初恋ホームラン
*
あれは、……いつだったっけ。
遠い夏の日。
私は……9歳くらいだったかな。
幼かったあの頃の、小さな思い出。
お父さんがプロ野球ファンだっていうのもあって、札幌のドームで野球の試合を観ていた。
私やお母さんは、ただお父さんに連れられて見に観ていただけだけど、それでも十分楽しんでいた。
やたらと暑い日だったのを覚えてる。
札幌だっていうのに暑くて暑くて、持参したペットボトルのお茶はすぐにからっぽになっていた。
追加でお茶を買いに行くと言うお母さんの背中に着いて行って……
そのまま、私は迷子になった。
「おかあさーーん!! おとうさーーん!!」
どこーー?! と声を張り上げて2人の姿を探しても、何万もの人の中にたった2人の知り合いを見つける事は、不可能に等しかった。
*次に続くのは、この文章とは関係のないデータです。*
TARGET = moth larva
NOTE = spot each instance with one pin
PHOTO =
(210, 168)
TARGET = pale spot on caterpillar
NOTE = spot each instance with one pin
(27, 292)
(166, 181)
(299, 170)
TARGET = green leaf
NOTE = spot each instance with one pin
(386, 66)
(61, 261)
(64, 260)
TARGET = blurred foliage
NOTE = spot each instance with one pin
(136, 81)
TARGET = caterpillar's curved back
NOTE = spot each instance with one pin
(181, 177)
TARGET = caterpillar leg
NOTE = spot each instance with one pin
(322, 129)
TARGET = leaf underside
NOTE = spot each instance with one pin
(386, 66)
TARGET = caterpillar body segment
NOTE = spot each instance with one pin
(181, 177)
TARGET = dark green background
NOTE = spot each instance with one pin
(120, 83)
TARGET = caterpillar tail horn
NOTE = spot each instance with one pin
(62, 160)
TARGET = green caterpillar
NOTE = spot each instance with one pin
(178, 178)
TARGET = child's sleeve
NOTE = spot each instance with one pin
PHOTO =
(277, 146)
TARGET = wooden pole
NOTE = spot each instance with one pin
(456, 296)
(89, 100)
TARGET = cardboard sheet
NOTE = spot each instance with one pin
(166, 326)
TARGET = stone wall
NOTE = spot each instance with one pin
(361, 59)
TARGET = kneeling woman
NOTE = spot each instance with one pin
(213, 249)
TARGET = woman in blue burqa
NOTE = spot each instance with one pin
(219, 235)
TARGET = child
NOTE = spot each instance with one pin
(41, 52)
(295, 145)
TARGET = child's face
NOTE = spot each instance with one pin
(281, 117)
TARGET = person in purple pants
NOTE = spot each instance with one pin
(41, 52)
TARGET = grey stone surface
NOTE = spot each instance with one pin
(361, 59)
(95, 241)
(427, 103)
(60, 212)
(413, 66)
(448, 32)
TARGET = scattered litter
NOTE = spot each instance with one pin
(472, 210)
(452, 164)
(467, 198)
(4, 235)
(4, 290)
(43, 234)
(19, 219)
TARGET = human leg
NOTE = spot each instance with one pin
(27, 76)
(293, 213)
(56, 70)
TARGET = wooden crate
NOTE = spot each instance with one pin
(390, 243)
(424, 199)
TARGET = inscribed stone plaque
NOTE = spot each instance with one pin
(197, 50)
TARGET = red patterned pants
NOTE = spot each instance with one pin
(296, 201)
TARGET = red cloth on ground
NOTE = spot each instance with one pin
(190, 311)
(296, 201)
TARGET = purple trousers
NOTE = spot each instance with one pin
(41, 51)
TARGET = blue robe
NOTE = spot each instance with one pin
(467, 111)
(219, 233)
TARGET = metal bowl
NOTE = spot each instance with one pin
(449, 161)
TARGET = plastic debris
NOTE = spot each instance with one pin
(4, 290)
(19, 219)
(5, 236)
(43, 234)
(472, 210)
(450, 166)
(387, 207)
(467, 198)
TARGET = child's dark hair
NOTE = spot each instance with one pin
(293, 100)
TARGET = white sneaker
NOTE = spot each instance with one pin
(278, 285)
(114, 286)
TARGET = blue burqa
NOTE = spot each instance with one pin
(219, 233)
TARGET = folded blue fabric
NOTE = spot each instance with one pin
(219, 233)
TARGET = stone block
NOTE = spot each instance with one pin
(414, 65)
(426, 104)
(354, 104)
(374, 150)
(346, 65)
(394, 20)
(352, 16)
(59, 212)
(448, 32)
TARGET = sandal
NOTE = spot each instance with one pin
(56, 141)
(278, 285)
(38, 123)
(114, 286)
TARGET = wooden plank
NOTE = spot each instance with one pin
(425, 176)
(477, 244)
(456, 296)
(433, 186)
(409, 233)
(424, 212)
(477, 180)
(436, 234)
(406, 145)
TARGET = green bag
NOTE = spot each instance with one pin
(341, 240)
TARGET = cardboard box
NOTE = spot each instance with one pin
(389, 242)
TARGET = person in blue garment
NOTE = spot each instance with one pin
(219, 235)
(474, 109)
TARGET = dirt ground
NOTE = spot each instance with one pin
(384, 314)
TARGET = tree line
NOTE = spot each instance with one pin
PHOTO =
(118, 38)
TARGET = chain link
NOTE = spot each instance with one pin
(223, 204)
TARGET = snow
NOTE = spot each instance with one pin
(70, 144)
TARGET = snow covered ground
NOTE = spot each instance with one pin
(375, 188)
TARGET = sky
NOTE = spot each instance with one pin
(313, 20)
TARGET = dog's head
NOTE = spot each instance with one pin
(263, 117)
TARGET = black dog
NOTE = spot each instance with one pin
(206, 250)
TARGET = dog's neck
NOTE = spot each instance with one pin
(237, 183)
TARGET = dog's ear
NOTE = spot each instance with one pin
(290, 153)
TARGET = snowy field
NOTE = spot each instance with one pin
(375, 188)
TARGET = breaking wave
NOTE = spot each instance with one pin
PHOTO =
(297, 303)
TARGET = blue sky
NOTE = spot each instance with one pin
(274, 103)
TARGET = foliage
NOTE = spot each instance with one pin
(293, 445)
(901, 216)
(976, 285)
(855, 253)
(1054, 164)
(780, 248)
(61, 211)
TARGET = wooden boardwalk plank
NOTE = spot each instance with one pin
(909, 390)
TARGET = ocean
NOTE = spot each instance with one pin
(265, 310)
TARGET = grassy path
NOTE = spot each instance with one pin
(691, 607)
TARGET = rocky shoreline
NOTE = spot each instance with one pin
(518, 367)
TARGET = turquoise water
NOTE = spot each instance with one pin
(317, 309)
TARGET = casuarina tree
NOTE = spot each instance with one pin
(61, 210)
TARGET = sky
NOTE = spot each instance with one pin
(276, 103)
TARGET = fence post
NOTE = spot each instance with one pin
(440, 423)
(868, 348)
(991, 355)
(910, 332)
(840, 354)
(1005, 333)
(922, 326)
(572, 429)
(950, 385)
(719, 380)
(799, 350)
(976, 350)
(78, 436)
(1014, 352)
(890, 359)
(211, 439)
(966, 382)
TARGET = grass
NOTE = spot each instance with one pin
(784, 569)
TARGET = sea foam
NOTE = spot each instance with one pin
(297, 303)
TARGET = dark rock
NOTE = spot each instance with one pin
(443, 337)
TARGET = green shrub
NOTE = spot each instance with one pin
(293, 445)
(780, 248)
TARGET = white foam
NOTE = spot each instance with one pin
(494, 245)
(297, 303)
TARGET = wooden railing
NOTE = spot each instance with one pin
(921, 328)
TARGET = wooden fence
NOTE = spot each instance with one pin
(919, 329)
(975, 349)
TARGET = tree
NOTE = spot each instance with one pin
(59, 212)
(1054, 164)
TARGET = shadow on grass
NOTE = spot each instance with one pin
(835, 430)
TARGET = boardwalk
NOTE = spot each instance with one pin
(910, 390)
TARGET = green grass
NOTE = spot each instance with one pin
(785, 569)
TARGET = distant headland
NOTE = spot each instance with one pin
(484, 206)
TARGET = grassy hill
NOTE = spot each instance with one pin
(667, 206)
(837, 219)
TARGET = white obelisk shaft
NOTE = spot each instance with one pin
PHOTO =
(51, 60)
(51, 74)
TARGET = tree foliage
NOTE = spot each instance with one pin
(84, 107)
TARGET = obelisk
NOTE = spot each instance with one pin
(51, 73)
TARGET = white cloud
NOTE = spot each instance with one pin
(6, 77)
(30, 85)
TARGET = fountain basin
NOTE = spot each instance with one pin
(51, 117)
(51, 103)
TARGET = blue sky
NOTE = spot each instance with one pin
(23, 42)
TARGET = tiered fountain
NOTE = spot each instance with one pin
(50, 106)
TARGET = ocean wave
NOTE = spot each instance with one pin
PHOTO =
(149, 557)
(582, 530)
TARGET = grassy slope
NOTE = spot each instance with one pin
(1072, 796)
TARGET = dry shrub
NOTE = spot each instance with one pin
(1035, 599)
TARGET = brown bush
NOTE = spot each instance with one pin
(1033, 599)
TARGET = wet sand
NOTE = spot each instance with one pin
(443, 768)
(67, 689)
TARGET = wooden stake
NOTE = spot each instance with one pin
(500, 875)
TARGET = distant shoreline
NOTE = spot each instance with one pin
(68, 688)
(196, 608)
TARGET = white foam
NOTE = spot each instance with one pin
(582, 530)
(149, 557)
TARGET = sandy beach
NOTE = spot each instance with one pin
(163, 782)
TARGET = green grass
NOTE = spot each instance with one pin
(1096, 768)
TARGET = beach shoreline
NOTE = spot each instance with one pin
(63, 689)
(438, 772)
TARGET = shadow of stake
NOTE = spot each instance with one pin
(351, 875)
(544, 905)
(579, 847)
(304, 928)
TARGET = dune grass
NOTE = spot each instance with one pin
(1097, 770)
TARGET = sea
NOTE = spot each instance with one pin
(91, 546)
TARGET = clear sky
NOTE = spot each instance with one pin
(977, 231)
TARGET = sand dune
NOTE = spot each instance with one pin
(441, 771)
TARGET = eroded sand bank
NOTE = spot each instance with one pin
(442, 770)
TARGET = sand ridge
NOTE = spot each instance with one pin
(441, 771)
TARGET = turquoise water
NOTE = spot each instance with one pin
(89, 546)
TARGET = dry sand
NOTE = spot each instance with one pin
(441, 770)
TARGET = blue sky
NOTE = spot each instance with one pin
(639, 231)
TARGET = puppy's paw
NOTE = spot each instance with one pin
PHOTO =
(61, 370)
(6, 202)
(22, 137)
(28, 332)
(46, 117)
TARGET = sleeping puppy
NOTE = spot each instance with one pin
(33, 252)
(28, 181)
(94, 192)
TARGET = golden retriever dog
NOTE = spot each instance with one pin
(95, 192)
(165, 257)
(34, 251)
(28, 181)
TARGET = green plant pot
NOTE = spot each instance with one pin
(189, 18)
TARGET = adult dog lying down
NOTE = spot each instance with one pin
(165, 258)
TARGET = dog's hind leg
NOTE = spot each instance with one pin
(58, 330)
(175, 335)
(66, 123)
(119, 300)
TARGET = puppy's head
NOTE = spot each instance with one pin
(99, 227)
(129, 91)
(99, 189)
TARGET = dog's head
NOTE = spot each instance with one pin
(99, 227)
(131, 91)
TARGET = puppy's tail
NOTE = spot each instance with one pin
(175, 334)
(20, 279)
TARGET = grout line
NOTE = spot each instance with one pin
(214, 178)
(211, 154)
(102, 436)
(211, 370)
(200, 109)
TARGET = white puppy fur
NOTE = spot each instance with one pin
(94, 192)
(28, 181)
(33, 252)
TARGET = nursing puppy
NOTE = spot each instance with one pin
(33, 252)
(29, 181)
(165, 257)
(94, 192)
しかも騒々しいドーム内では、大人の声も通らないのに、子供の声が届くはずがない。
座っていた席も覚えてないし、どこに行けばいいのかもさっぱり……。
泣きそうになりながら、きょりきょろ辺りを見回していると。
「……お前、迷子?」
突然かけられた、不機嫌そうな声。
でも、多分、子供の声。
くるっと振り返ると、そこには、見知らぬ男の子がいた。